By his words, and yet more by his example, Nehemiah animated his countrymen to exertion. The circuit of Jerusalem was portioned out to the most zealous of the people, and each in his own division set heartily to work. In vain Sanballat and Tobiah tried to discourage the builders by representing their patriotic efforts as rebellion against Persia. In vain, time after time, they endeavoured to entice Nehemiah into a village, that they might deprive the Jews of him who was the life and soul of their undertaking. “I am doing a great work, so that I cannot come down,” was Nehemiah’s answer to their insidious proposals. A yet deeper snare was laid. Nehemiah was warned of a plot to assassinate him, and was urged to fly to the temple. But again the brave leader’s self-devotion defeated the schemes of his enemies. “Should such a man as I flee?” he exclaimed; “and who is he that being as I am, would go into the temple to save his life?”

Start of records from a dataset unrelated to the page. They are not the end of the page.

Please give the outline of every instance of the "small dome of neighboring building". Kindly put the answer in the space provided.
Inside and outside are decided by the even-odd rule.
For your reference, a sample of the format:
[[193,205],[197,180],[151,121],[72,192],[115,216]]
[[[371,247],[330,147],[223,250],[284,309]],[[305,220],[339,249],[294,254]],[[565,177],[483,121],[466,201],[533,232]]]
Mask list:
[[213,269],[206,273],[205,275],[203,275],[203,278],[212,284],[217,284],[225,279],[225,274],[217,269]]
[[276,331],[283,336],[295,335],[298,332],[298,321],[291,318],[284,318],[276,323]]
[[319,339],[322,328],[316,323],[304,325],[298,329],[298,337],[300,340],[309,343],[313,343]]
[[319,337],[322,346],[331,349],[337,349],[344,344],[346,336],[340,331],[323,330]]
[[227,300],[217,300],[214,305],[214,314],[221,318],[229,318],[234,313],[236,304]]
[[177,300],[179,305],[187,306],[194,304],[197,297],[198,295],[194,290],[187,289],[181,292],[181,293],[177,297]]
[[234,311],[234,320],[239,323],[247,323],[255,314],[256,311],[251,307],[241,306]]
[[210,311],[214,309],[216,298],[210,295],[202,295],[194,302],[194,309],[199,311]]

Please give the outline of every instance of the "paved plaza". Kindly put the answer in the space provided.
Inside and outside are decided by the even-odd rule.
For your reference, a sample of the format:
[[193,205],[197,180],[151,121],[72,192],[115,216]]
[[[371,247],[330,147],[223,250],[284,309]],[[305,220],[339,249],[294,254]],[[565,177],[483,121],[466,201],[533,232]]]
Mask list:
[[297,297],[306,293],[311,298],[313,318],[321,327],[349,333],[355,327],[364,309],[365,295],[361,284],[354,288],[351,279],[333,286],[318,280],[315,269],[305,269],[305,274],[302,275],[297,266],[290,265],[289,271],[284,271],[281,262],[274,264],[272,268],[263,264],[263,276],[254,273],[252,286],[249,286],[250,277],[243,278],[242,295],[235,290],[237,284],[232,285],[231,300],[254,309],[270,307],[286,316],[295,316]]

The adversaries tried the effect of mockery and scorn. As they viewed the unceasing labours of the builders, “Will they,” cried Sanballat, “revive the stones out of the rubbish that is burned?” “If a fox come up,” rejoined the insolent Tobiah, “he shall even break down their stone wall.” But notwithstanding this hatred and scorn, the wall rose higher and higher. Then the bitter adversaries of the Jews resolved to use weapons more formidable than words, and conspired to attack the builders. The peril was great, but Nehemiah and his followers were equal to the occasion. A watch was kept both by night and by day; they that builded the wall, and they that bare burdens, each with one hand wrought in the work, and with the other grasped a weapon for defence. Nehemiah, ever on the watch against the foe, changed not his garments, but lay down night after night in his daily attire, prepared to start up at the first sound of danger. He kept a trumpeter at his side, and said to the nobles and the people, “The work is great and large, and we are separated one far from another; in what place therefore that ye hear the sound of the trumpet, resort ye thither unto us: our God shall fight for us!”